The sections are init:: extra startup routines lookupuser:: routine to check if this is a recognised local user preauth:: run before main authentication routine is run auth:: the main authentication function postauth:: run after authentication postauthsuccess:: run after successful authentication postauthfail:: run after failed authentication displaystdform:: run before the standard login form is displayed displayerrform:: run before the login error page is displayed getauthobj:: run when getting the userobject from the authentication sessionstore:: run when data will be stored in the session

The process is given in more detail below

How the Authentication Stack Works

Startup

First the Authentication class object is constructed

This loads the configuration from the config Object. Then it runs the setup.

The setup checks to see if the alreadyloggedin module has been included in the config, if it hasn't it includes it automatically at the beginning. If 'rogo-login-form-std' has been set in the request then it stores the 'ROGO_USER' & 'ROGO_PW' from the request in a local object called form['std'] for later use.

Initiate plugins

A loop is made going through each plugin in the authentication config.

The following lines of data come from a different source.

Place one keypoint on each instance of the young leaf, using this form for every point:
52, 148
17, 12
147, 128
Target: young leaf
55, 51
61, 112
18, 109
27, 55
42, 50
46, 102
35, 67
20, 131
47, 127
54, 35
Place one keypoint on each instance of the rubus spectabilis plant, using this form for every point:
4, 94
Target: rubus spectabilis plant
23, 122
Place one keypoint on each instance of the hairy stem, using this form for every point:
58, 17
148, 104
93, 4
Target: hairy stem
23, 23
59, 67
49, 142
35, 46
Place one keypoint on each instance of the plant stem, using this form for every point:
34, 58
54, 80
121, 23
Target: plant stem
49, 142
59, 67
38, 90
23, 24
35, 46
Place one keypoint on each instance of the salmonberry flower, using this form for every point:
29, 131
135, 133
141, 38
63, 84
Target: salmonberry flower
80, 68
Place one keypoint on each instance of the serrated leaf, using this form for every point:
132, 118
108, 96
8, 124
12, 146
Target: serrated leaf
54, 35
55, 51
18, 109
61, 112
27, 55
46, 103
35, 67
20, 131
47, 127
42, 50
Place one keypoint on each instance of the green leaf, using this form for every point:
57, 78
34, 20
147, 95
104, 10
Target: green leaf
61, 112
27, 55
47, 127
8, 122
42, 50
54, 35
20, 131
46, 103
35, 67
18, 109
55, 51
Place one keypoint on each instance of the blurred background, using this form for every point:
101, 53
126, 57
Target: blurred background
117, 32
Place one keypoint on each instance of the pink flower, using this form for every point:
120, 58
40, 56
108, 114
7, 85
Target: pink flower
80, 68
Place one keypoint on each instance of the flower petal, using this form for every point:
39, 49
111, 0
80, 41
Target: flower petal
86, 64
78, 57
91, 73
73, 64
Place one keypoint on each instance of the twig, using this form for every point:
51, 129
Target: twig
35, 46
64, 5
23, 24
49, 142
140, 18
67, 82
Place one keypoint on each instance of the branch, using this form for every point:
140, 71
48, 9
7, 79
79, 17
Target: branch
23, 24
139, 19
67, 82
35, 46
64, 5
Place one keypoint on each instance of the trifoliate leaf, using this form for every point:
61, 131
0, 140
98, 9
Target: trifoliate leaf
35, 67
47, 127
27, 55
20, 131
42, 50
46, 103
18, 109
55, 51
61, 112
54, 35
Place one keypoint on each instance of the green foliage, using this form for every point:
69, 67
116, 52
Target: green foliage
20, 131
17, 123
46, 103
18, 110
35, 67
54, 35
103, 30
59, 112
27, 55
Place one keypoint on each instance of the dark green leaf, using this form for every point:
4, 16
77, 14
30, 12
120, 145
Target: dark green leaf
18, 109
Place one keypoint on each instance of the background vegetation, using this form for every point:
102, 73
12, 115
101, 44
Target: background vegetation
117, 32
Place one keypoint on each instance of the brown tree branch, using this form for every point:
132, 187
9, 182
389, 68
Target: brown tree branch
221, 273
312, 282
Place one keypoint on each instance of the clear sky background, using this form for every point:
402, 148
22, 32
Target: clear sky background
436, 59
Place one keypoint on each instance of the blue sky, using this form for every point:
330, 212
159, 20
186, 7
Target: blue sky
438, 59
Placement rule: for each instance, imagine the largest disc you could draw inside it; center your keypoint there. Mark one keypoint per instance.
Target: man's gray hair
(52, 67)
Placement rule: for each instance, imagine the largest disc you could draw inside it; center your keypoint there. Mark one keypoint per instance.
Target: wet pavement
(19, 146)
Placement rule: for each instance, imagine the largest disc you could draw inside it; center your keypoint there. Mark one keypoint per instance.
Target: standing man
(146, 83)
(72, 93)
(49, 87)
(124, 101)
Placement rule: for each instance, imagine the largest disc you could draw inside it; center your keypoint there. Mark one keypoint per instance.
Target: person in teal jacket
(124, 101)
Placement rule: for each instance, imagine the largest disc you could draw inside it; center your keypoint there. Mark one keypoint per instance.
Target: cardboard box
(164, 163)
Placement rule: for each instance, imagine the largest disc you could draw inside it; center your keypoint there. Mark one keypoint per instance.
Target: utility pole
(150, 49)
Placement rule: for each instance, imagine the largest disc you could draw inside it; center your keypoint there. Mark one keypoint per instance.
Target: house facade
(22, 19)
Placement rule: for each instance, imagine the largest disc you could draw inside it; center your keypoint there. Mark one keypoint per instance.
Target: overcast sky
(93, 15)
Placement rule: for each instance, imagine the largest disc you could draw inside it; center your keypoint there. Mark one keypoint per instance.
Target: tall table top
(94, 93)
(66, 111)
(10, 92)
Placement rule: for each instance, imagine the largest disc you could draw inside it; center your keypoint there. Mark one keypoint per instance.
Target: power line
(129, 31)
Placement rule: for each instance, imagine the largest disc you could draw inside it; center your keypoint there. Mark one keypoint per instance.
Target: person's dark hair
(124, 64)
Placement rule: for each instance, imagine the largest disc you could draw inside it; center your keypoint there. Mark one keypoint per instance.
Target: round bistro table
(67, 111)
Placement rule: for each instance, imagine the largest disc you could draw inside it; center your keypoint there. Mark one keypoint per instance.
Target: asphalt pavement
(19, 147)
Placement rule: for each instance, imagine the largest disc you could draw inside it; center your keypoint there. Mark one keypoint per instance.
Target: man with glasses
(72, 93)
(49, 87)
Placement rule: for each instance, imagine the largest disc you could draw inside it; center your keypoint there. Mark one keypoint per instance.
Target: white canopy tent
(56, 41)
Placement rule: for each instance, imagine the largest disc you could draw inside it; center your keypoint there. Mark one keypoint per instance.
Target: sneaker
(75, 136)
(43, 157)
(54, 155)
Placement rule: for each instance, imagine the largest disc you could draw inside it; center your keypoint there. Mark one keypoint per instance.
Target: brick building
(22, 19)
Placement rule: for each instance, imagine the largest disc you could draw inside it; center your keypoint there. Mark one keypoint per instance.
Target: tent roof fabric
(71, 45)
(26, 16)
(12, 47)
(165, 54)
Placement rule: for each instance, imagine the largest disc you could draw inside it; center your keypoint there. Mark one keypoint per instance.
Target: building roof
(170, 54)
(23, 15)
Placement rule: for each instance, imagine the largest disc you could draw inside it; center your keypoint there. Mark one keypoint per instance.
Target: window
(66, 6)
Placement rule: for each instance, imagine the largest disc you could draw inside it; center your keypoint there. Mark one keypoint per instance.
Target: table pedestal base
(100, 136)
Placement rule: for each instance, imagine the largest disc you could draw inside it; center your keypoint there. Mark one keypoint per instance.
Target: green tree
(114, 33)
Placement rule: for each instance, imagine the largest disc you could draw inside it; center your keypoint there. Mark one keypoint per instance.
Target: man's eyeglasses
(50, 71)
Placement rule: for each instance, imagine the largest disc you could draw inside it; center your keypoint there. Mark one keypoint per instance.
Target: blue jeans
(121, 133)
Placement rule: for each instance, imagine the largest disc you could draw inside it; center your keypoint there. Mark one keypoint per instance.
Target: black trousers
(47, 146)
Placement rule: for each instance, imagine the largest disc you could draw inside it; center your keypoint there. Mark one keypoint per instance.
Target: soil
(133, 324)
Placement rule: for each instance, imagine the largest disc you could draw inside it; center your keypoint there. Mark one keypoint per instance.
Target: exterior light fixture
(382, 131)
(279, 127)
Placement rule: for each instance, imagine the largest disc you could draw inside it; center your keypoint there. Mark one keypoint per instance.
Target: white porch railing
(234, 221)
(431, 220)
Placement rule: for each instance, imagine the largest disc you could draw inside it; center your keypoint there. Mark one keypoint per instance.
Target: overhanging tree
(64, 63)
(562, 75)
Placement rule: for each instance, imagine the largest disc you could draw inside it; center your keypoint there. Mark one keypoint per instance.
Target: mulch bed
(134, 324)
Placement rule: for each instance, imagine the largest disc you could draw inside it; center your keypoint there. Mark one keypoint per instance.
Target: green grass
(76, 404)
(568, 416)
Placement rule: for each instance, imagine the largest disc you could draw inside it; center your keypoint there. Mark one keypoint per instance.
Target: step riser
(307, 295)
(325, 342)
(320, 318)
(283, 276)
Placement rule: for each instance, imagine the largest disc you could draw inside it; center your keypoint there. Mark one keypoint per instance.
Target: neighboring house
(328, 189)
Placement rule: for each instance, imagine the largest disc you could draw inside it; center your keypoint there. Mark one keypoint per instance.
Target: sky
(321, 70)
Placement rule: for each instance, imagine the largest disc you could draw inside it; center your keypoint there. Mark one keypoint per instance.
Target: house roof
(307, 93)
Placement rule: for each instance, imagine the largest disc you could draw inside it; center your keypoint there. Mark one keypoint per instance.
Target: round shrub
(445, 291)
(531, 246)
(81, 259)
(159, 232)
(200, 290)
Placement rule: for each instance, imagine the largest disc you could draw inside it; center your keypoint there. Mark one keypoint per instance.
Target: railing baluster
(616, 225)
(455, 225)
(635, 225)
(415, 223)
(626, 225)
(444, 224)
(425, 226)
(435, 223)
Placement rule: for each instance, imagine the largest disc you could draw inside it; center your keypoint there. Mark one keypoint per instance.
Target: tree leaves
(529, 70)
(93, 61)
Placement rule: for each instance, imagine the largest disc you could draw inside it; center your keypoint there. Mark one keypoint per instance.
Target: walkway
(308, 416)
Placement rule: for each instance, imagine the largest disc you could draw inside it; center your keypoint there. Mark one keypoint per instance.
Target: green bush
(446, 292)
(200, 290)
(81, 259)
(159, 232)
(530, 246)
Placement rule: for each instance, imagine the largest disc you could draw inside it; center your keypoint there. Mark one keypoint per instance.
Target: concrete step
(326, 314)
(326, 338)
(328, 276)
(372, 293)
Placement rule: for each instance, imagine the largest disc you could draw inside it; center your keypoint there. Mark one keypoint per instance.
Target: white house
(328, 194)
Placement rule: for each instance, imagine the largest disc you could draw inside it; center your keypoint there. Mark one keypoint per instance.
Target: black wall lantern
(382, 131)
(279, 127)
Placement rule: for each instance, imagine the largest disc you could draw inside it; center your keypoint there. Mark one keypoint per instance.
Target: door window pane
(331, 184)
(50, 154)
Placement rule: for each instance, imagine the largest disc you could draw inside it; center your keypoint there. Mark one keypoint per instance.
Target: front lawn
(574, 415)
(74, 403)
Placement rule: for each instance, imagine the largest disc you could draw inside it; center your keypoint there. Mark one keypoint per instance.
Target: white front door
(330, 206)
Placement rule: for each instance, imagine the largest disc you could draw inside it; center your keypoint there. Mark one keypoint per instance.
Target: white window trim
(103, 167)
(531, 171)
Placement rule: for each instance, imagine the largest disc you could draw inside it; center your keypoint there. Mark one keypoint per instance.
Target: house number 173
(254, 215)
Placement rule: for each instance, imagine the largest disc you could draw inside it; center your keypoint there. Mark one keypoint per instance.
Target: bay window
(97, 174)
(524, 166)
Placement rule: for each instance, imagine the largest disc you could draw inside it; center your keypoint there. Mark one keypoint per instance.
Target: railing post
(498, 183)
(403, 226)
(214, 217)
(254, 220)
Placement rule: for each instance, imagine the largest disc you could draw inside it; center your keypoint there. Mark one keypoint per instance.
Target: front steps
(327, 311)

Authentication Init Object is created.

it runs the apicheck function if this says they are compatible then it will run the init function, after this it will run the register_callback_routines function. The data from this function is then parsed onto the register_callback function

Authentication

The do_authentication function is called, this is the start of the authentication routine/procedure.

PreAuth

This is run before any authentication is done.

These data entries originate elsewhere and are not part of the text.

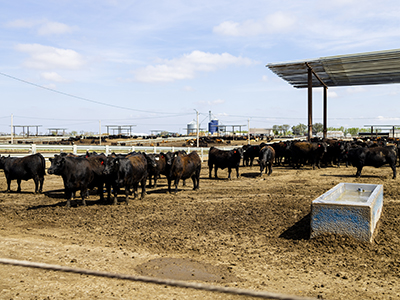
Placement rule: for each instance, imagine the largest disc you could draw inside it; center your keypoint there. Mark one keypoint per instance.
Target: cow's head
(111, 165)
(151, 160)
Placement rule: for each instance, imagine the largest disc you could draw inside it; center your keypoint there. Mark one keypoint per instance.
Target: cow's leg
(194, 181)
(19, 185)
(143, 185)
(210, 170)
(84, 192)
(115, 200)
(8, 185)
(359, 169)
(108, 189)
(36, 181)
(135, 187)
(269, 169)
(176, 184)
(261, 167)
(68, 195)
(41, 180)
(169, 184)
(127, 192)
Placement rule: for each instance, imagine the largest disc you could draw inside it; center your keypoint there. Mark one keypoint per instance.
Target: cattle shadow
(350, 176)
(15, 192)
(251, 174)
(299, 231)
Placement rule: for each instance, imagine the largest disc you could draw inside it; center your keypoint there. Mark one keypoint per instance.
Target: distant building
(332, 134)
(262, 131)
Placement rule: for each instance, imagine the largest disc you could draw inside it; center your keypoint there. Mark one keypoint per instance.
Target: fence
(49, 150)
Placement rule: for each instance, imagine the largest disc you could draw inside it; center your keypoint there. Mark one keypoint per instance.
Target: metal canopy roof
(380, 67)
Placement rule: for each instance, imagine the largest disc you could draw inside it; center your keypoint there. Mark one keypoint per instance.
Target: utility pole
(197, 127)
(248, 132)
(100, 132)
(12, 129)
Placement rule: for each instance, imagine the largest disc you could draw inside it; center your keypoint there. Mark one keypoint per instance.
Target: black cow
(266, 159)
(127, 172)
(224, 159)
(282, 152)
(160, 167)
(24, 168)
(184, 166)
(97, 165)
(374, 157)
(76, 173)
(250, 152)
(303, 152)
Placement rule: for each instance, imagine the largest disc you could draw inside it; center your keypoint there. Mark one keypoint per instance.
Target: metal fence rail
(49, 150)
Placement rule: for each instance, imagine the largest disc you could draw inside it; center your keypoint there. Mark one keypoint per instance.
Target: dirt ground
(247, 233)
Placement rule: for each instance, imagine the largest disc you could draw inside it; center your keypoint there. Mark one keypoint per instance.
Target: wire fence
(169, 282)
(20, 150)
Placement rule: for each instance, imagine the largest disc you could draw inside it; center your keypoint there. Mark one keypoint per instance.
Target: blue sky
(153, 64)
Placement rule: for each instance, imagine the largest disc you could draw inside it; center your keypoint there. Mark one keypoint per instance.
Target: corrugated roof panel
(381, 67)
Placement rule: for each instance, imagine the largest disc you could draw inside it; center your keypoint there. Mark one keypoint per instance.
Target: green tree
(285, 128)
(317, 127)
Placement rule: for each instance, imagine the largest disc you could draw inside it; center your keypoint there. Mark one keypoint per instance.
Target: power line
(81, 98)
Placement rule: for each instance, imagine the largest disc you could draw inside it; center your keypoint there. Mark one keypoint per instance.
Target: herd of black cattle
(116, 171)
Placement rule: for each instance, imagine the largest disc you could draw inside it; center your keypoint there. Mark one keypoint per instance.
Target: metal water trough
(350, 209)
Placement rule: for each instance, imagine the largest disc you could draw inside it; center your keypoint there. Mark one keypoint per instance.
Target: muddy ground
(250, 233)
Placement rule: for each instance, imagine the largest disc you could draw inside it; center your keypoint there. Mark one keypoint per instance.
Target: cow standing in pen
(76, 173)
(183, 166)
(374, 157)
(24, 168)
(266, 159)
(224, 159)
(127, 172)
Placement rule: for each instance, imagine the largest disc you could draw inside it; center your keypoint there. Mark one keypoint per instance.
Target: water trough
(350, 209)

This is the first set of callbacks run and takes a Authentication preauth object

Auth

The auth callbacks are then called with a Authentication auth object

if the returned element of the authobject is ROGO_AUTH_OBJ_SUCCESS then sets the username to be the authobject username and saves with auth plugin sucessfully authenticated.

if the returned element of the authobject is ROGO_AUTH_OBJ_LOOKUPONLY then it attempts to lookup the user using the userlookup function of the lookup stack. It then checks whats returned by this and sees if it has enough data to create a user and checks the flags from the lookup that it shouldnt create a user eg not unique user data found. If sucessfully creates user then it sets things as though it had successfully authenticated.

it then checks if the plugin says dont use other plugins if so it stops

Post Auth

This is run after authentication regardless of the status

Then the postauth callbacks are called with a Authentication postauth object

After this it checks if authentication was sucessfully.

If unsuccesfull then it increases the attempt count, and creates a Authentication postauthfail object and runs the postauthfail callback

If successfull then it creates a Authentication postauthsuccess object and runs the postauthsuccess callback and then runs stores any appropriate data in the session before ending the function

Post Auth Fail

This is run after authentication has failed

after this callback runs it checks if callback is set if so run it, then if form is set to err then run the display_error_form (which runs the callback), then if form is set to std then it runs display_std_form (which runs the callback), then if url is set then redirect to that url

Post Auth Success

This is run after authentication has succeded

User Object

This is run after authentication when the code wants the user object associated with the logged in user.

This runs a callback after initial setup and parses the Authentication getauth object that it is parsed to it (or if not exists it creates)

Form Display

display_std_form

If the display_std_form fucntion is run then it creates a Authentication displaystdform object and then includes the default login form unless the login form in config exists

display_err_form

If the display_err_form fucntion is run then it creates a Authentication displayerrform object and then includes the default errorform unless the error form in config exists

Internal Callbacks

Session Store

This is run before data is stored into a session (this makes sure that the plugins data that it wants to store in a session is stored before 'exit'

Lookup User

This is run when plugins want to determine if another plugin recognise a username, a Authentication lookupuser object is created then parsed to it.